本物のケモ耳シスターなんて…前世じゃお目にかかれない者だ。これが見れただけで、異世界の凄さを実感できる。もっと早く見れたら、もっと感動していたかもしれない。
既に狐の少女のみぃと出会った私は、そこまで感動はしなかった。
「こんにちは!メリー青色信徒、今お時間よろしいですか?お客人です。」
「ん。いいよー!えっと~メリーです!ワタイ、ビショップしてます!ほんじつはどのようなごよーけんでしょーか?」
寂しい教会の内装とは対照的な元気な犬耳聖女のメリーが稚拙ながらも丁寧に対応する。
「突然の訪問、すみません。少し頼みたいことがあってここに尋ねてきました。…この札をカルロス様に渡してください。」
マリアは懐から一枚の札を取り出した。その札は銀で出来ているようで、表面に生命の信仰者のロゴである三股の水晶が彫られている。そして、ロゴの下に人の名前が彫られていた。一人はクレイン、もう一人はカルロスだった。
「これは~?」
受け取ったメリーは札を下から覗き込んだり、裏を見たりする。
「カルロス様…教皇が直々に用意してくださった銀札です。くれぐれも扱いには気を付けてください。」
「えっ!?きょーこうさまのなの!?はわわ…!ご…ごめんなさい!ワタイ、したっぱだから、よくわかんなかったです!」
不用心な扱いをしたことを素直に反省したメリーが、頭を下げながら謝罪する。
尻尾と耳が少し垂れ下がっており、反省していることを如実に表している。ちょっと…いや、かなりかわいいと思ってしまった。私にはみぃがいるのに、浮気でもした気分だ。
浮気なんてしたことないから分からないけど…。
それに…付き合っているわけでは無いから、浮気にもならない。
「お気になさらずに。…とりあえず、メリー様はカルロス…教皇にお渡しできますか?」
「うん。だいじょーぶ!これをきょーこうさまにわたせばいいんだよね?」
「はい。」
「わかったー!じゃあワタイ!さっそくわたしてくるねー!」
私がどうでもいい妄想をしている間に、話が着いたようだ。
メリーは勢い良く手を振ってから、走って外に飛び出していった。
天真爛漫って言葉が真に似合う程、元気で溢れていた娘だった。
まだ会ったばかりなのに、もうそんな印象を私達は抱いた。
「なんか、落ち着きがない娘だったな…。あれ、大丈夫か?」
「大丈夫だと思います。……しばらくかかりそうですね。わたくしはここで待機しますが、お二人はどうしますか?」
「アタシは暇だから、おっさんの所を覗いてくるぜ!ミカも来るか?」
「え…?………う…うん。」
つい反射的に返事をしたが、よく考えてみると聖都なんて言う前世じゃ無かった所に来たのだから、いろいろ見たりしないと損だと思った。

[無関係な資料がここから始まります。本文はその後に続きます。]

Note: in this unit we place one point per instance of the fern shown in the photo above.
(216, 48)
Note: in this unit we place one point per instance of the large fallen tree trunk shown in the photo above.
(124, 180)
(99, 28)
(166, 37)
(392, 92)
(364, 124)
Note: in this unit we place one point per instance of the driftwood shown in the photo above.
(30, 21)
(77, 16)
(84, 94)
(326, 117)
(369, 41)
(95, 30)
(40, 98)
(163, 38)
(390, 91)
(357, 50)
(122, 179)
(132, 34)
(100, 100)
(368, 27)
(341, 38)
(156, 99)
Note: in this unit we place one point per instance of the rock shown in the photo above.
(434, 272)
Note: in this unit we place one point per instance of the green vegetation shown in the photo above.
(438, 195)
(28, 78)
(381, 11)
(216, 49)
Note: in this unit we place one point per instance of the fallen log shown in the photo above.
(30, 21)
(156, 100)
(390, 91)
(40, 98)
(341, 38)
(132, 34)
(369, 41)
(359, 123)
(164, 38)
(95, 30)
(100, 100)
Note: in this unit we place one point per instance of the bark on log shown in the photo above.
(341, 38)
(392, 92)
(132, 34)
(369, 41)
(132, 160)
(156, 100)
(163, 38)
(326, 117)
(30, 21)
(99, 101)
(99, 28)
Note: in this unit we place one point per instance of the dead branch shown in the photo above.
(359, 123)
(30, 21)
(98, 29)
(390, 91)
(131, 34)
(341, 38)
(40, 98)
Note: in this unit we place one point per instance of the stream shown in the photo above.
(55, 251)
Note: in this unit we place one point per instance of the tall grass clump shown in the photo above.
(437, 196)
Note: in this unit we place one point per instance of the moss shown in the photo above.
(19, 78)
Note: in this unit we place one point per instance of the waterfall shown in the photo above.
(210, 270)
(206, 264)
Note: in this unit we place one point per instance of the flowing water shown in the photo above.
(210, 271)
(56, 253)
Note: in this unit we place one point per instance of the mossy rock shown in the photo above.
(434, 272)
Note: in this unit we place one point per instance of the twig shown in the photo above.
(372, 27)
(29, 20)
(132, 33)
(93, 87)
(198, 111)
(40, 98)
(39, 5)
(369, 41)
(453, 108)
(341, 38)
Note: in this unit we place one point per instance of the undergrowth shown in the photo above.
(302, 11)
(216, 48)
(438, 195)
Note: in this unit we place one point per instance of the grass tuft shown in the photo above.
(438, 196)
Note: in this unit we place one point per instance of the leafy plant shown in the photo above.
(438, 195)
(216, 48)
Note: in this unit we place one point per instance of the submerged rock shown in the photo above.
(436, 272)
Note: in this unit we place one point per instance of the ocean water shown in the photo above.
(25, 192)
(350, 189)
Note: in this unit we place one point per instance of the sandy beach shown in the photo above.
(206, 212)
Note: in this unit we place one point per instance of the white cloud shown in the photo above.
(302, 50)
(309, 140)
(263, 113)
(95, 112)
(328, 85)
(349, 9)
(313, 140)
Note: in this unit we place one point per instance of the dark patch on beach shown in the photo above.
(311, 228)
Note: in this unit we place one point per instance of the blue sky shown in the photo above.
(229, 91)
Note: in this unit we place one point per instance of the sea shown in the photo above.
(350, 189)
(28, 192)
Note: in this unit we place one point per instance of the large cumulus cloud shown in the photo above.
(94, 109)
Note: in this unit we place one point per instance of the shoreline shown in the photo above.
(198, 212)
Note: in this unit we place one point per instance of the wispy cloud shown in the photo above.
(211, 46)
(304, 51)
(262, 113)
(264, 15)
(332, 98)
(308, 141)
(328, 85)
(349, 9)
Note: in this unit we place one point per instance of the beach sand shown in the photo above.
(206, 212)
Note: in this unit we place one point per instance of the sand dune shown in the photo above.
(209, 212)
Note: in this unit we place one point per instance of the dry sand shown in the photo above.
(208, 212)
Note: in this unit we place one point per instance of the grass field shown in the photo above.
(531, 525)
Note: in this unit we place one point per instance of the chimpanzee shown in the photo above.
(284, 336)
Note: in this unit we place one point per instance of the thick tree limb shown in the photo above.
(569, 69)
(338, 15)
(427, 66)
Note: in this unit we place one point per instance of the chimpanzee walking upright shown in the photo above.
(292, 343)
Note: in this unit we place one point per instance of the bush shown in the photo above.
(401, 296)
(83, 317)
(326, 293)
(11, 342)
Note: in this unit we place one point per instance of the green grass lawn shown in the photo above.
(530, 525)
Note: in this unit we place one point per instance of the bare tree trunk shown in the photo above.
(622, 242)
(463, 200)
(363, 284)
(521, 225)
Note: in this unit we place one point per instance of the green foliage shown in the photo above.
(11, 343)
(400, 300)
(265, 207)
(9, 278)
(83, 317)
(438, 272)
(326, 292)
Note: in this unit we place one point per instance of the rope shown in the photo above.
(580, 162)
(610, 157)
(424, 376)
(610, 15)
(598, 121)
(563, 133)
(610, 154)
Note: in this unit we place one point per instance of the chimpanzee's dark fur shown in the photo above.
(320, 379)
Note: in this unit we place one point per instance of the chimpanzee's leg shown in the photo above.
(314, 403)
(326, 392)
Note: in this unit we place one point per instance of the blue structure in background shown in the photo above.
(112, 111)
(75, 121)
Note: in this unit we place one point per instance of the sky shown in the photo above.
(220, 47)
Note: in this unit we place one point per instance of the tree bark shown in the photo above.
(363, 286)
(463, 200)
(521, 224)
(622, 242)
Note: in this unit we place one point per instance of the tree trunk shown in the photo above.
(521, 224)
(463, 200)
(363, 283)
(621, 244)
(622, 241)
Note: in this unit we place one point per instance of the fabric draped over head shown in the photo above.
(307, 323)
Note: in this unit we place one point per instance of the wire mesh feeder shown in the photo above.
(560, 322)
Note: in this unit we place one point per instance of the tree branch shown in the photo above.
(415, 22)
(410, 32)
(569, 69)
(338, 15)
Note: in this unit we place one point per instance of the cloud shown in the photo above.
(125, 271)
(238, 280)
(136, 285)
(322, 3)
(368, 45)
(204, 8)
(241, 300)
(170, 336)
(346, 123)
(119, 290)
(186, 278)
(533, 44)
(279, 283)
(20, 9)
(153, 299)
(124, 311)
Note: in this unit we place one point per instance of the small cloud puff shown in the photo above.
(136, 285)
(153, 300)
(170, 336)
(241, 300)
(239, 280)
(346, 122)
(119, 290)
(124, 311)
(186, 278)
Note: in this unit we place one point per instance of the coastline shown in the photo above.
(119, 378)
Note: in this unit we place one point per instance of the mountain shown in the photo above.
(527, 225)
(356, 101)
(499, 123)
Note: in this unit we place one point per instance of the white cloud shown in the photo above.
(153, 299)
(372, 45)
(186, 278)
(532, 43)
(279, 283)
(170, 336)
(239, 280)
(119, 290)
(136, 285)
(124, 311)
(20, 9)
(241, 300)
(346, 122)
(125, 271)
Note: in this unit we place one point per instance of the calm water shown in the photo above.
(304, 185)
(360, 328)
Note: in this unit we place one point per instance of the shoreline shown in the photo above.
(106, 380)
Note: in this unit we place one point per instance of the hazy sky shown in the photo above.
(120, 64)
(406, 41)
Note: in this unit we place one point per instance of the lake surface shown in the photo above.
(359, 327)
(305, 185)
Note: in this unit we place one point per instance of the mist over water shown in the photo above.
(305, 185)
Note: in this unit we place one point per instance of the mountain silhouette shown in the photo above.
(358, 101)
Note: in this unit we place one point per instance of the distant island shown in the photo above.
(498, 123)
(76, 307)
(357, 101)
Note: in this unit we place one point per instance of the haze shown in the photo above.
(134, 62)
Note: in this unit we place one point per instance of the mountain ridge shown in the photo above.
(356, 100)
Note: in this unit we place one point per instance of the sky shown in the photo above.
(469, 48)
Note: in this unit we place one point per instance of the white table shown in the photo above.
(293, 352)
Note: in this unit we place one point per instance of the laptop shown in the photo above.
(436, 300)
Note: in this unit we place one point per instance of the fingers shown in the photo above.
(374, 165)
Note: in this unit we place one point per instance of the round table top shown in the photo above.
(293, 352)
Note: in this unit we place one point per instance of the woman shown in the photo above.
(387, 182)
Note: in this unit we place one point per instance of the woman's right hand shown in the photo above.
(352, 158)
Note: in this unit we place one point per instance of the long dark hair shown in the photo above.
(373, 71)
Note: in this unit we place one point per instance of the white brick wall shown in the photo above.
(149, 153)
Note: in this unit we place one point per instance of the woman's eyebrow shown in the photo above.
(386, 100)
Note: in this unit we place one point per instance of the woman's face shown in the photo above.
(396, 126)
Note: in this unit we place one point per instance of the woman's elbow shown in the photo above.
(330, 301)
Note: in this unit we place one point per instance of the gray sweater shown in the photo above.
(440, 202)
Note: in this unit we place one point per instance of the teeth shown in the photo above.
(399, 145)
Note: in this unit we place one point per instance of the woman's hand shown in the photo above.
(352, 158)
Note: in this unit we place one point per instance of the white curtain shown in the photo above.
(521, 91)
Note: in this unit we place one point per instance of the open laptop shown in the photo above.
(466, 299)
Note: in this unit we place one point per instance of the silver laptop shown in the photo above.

それに一人で出歩くのはちょっと抵抗があるが、アンリも一緒なら安心できる。
「せっかく来たので…色々見て回りたい…です…」
「わかりました。日が沈み次第、宿に戻ってくださいね。」
「わかった…」
「了解だぜ!じゃ、ミカ、さっさと行こうぜ!」
マリアは一瞬だけ優しく微笑み、すぐにいつもの顔に戻した。
「行ってらっしゃいませ。」
マリアから淑やかな動作で見送られ、私は手をつながれ元気いっぱいなアンリに連れていかれた。
美しい自然の中にある白銀の聖都、ようやく異世界を満喫できる事に心が躍った。